O incêndio que fez com que o prédio desabasse, ocorreu na madrugada de terça-feira, 01/05. Naquele dia, todos os estabelecimentos comerciais que ficam próximos ao prédio foram impedidos de abrir as portas pela Polícia Militar, Corpo de Bombeiros e Defesa Civil.

ABOUD SENTE DUPLAMENTE OS EFEITOS DA TRAGÉDIA.
ALÉM DO COMÉRCIO PARADO, O PRÉDIO ONDE MORA
TAMBÉM FOI INTERDITADO PELA DEFESA CIVIL

Aboud foi um dos inúmeros comerciantes da região afetados pela restrição. Seus lanches ficaram encalhados. Ao preço de R$ 13,00 cada, as iguarias chegam a levar 500 clientes ao estabelecimento em dias normais.
Com a tragédia, o movimento despencou.

“Como você pode perceber, a loja está vazia. Após a queda do edifício, 25 pessoas, no máximo, entram em nosso estabelecimento”, diz Aboud, com muitas dificuldades para falar o português.

Aboud foi duplamente atingido pelo desmoronamento do prédio. Ele morava no Condomínio Edifício Caracu, que fica ao lado do prédio que desabou. Não fazia parte do grupo que ocupava prédios vazios em São Paulo. Longe disso, pagava R$ 1,5 mil mensalmente de aluguel. “As autoridades desocuparam o prédio todo. Tive de ir para um hotel”, afirma.

O salão comercial onde ele faz as iguarias é alugado por R$ 6 mil por mês. Está no Brasil sozinho.

A entrada para a sua e as outras casas comerciais do Largo do Paissandu está interditada. Só entra quem disser que vai consumir no Ponto Chic, Restaurante Estrela do Paissandu, em duas barbearias e em uma loja de artigos de couro da região. São os únicos estabelecimentos comerciais que tiveram permissão para funcionar a partir do segundo dia de interdição.

ESTEVAN DIZ QUE O MOVIMENTO CAIU 80% EM SUA
LOJA DE BOLSAS

Dezenas de outras lojas estão fechadas.

Estevan Luís Souza Júnior é dono da Malas Guarujá. Ele herdou o estabelecimento do pai, que se aposentou em 1973. Ele também amarga prejuízos. “Quarta-feira, dia seguinte ao desmoronamento, não pude abrir. Abrimos a partir de quinta-feira, mas o movimento caiu 80%”, conta ele.

O gasto médio nas Malas Guarujá é de R$ 150,00. A mochila mais barata custa R$ 29,00, a mais cara sai por R$ 300,00.

Estevan mostra desalento ao comentar a falta de informações por parte das autoridades. “Ninguém fala nada."

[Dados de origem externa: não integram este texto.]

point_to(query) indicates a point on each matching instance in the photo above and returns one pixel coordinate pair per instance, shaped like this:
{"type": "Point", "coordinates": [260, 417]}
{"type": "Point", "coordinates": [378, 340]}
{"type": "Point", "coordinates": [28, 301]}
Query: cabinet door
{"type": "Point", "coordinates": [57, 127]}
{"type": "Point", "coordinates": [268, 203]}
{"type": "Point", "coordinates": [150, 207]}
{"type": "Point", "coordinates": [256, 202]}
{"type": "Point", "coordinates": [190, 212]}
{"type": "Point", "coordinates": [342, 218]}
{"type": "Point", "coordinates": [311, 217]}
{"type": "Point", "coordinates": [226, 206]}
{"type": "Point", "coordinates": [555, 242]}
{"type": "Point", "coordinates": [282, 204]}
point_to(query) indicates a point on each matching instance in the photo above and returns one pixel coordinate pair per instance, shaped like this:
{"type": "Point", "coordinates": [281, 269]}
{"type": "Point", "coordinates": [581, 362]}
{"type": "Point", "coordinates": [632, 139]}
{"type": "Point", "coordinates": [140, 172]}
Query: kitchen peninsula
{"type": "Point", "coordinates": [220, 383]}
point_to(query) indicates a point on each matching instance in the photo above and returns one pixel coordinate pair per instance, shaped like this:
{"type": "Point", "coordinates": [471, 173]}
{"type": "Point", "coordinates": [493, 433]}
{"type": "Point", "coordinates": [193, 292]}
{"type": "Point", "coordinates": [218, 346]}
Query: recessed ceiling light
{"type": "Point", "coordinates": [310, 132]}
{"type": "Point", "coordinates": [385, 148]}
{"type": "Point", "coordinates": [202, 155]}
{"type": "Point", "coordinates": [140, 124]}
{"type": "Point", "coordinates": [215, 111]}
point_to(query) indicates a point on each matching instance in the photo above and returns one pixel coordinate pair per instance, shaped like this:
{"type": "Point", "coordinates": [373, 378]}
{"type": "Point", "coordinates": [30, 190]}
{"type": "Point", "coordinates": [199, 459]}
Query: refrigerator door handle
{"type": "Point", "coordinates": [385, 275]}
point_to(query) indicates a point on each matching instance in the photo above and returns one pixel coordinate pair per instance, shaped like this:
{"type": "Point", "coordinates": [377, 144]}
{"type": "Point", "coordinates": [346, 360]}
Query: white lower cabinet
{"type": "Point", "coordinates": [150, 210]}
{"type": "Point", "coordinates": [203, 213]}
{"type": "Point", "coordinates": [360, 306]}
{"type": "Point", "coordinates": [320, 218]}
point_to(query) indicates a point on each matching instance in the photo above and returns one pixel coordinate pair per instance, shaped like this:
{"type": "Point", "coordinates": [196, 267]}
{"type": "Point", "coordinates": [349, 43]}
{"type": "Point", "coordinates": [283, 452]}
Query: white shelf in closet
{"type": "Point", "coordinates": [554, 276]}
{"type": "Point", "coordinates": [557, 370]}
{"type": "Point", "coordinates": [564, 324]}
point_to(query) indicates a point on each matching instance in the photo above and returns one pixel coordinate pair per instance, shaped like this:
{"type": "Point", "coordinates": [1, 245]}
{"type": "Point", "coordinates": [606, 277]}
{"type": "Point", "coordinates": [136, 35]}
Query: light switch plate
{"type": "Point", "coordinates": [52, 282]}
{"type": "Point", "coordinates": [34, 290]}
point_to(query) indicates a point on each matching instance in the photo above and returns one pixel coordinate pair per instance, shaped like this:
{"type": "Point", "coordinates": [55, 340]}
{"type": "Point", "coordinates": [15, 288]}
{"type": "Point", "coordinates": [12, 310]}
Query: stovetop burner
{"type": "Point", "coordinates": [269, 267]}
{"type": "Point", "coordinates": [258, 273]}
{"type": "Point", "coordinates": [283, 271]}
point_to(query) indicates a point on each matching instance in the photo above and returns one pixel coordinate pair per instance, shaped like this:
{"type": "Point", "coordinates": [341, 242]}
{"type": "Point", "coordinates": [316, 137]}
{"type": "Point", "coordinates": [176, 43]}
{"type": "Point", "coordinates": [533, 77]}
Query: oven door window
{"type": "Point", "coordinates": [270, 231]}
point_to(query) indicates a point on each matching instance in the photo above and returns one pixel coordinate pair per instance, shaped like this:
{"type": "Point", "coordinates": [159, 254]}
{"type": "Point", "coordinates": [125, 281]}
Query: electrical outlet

José Trajano é o dono da Barbearia do Zé, que também fica dentro do espaço ocupado pelas autoridades que trabalham no rescaldo. “Antes da tragédia nós atendíamos oitenta clientes por dia. Agora, não passam de vinte.

SEM CLIENTES, E COM ALUGUEL DE R$ 6 MIL, JOSÉ
SE PREOCUPA COM O FUTURO DE SUA BARBEARIA


A escassez de clientes começa a preocupar José Trajano, que paga R$ 6 mil mensais de aluguel. “Não está fácil”, reclama.

BUSCAS

Os bombeiros localizaram na manhã de quarta-feira, 9/05, novos restos mortais em meio aos escombros do desabamento do prédio no Centro de São Paulo .

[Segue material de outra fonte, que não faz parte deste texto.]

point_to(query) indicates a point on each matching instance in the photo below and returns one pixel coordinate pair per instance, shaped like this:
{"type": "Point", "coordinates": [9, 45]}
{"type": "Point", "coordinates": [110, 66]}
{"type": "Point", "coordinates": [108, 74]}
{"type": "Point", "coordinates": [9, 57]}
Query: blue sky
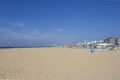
{"type": "Point", "coordinates": [43, 22]}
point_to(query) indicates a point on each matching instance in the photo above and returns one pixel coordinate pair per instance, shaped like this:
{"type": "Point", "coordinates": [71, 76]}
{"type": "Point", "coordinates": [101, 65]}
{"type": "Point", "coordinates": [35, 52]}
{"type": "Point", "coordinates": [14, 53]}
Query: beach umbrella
{"type": "Point", "coordinates": [105, 44]}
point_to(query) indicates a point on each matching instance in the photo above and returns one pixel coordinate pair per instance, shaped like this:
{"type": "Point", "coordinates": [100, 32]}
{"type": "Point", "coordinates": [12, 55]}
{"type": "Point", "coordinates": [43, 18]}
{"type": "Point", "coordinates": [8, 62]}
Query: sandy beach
{"type": "Point", "coordinates": [59, 64]}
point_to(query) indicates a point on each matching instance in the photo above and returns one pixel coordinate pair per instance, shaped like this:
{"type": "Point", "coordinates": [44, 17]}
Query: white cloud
{"type": "Point", "coordinates": [11, 23]}
{"type": "Point", "coordinates": [60, 29]}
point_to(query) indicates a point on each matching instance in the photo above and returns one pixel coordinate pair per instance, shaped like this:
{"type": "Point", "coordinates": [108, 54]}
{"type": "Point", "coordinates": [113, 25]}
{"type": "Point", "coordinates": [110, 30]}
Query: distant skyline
{"type": "Point", "coordinates": [48, 22]}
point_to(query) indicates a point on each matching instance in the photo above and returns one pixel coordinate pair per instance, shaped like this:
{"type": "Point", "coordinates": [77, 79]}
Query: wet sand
{"type": "Point", "coordinates": [59, 64]}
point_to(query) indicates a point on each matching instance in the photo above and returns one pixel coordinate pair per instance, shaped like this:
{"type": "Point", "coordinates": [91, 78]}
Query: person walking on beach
{"type": "Point", "coordinates": [93, 49]}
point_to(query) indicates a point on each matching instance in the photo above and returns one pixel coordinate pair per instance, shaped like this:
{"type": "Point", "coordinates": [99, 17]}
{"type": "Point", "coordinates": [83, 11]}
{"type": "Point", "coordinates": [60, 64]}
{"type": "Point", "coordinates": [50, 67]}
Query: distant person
{"type": "Point", "coordinates": [92, 49]}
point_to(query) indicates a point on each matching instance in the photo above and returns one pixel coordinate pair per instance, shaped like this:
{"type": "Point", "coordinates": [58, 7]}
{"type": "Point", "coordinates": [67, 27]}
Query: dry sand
{"type": "Point", "coordinates": [59, 64]}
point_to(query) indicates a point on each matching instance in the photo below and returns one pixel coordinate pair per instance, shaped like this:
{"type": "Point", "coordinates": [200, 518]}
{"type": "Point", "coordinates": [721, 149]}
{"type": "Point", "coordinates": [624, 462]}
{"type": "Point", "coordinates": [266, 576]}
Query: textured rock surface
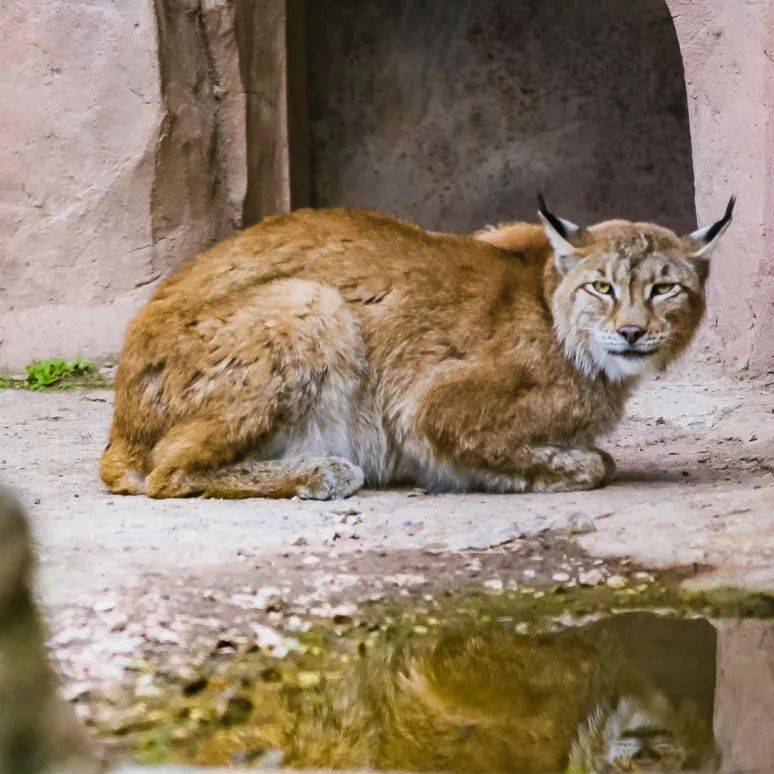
{"type": "Point", "coordinates": [136, 133]}
{"type": "Point", "coordinates": [123, 152]}
{"type": "Point", "coordinates": [729, 69]}
{"type": "Point", "coordinates": [745, 695]}
{"type": "Point", "coordinates": [37, 730]}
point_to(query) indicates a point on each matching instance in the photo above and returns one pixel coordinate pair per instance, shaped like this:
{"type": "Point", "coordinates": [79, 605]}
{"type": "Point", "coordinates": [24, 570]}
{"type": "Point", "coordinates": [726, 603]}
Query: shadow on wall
{"type": "Point", "coordinates": [453, 114]}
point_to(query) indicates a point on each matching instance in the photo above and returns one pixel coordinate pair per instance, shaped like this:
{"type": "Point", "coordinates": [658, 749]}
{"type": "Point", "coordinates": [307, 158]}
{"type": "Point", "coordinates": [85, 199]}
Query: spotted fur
{"type": "Point", "coordinates": [322, 349]}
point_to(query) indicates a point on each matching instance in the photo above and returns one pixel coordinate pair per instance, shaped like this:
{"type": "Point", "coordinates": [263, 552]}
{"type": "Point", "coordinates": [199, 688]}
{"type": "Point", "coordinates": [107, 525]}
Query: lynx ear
{"type": "Point", "coordinates": [700, 243]}
{"type": "Point", "coordinates": [563, 236]}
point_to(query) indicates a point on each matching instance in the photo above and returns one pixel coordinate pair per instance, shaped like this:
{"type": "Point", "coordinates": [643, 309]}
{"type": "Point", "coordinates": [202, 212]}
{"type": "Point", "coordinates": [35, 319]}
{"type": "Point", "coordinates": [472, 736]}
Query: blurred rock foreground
{"type": "Point", "coordinates": [38, 731]}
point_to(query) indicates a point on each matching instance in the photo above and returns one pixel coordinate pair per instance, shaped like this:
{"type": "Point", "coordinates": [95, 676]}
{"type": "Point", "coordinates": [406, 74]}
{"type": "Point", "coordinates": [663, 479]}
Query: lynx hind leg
{"type": "Point", "coordinates": [310, 478]}
{"type": "Point", "coordinates": [123, 467]}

“Esses ossos foram encontrados no subsolo, um local diferente de onde foram achados os outros ossos de ontem”, disse o capitão Marcos Palumbo, porta-voz dos bombeiros. Segundo o capitão, isso reforça a hipótese de que os restos mortais pertençam a indivíduos diferentes.

A mãe e o irmão de Selma Almeida da Silva, uma das desaparecidas no desabamento do Edifício Wilton Paes de Almeida, chegaram à capital paulista, vindos do interior da Bahia, para reconhecimento de restos mortais encontrados nos escombros.

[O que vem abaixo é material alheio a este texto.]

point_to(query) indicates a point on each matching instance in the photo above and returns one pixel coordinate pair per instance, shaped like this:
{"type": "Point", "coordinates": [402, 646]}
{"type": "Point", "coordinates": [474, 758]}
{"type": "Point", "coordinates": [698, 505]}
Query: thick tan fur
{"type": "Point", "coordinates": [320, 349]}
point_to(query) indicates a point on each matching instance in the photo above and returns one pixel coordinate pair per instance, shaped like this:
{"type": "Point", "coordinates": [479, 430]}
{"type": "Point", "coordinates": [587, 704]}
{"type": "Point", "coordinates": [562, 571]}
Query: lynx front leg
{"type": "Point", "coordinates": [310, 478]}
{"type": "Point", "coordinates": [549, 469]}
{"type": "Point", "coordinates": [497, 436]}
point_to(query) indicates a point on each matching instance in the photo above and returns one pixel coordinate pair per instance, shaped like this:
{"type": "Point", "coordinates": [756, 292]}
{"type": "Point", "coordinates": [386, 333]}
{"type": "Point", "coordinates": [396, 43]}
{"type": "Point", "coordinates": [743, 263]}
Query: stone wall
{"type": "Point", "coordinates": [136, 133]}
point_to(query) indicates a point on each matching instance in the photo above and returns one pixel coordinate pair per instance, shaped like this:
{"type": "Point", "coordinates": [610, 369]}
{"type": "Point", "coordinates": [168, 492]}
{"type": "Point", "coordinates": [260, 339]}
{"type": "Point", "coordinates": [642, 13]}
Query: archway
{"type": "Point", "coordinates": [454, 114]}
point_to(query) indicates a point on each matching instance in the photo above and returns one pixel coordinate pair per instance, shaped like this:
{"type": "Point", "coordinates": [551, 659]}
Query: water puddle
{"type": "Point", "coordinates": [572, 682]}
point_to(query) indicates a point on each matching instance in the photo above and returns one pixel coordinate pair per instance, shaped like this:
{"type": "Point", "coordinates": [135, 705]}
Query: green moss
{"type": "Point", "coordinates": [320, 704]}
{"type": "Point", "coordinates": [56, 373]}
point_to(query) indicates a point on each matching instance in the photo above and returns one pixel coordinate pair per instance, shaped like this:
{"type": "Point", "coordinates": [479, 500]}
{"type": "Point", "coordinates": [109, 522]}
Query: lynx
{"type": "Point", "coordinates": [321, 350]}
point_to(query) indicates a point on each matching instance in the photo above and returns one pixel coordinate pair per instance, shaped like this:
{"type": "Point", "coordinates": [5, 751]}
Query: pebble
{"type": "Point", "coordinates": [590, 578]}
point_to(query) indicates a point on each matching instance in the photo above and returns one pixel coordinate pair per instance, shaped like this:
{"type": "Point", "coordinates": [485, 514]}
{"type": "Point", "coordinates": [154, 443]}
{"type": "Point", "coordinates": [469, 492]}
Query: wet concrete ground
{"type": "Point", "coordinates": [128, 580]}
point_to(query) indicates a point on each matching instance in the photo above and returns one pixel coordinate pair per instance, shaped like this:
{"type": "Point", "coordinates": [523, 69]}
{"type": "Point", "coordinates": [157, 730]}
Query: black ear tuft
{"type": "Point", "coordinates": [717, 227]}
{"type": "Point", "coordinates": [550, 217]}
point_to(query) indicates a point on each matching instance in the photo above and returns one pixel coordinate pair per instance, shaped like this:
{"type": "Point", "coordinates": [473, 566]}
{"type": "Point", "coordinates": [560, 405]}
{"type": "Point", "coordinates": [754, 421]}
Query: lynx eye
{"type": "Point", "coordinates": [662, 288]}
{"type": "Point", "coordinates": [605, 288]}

Selma morava no local com os dois filhos gêmeos, que também são considerados desaparecidos. 

Os bombeiros consideram que mais seis pessoas podem estar ainda sob os escombros. Já a Defesa Civil conta como desaparecidas 72 pessoas – aquelas que ainda não se apresentaram às autoridades e constavam da lista de moradoras do edifício no último levantamento feito pela prefeitura antes do desabamento.

Isso não significa, porém, que todas estivessem no local no momento da tragédia, ressalta a Defesa Civil.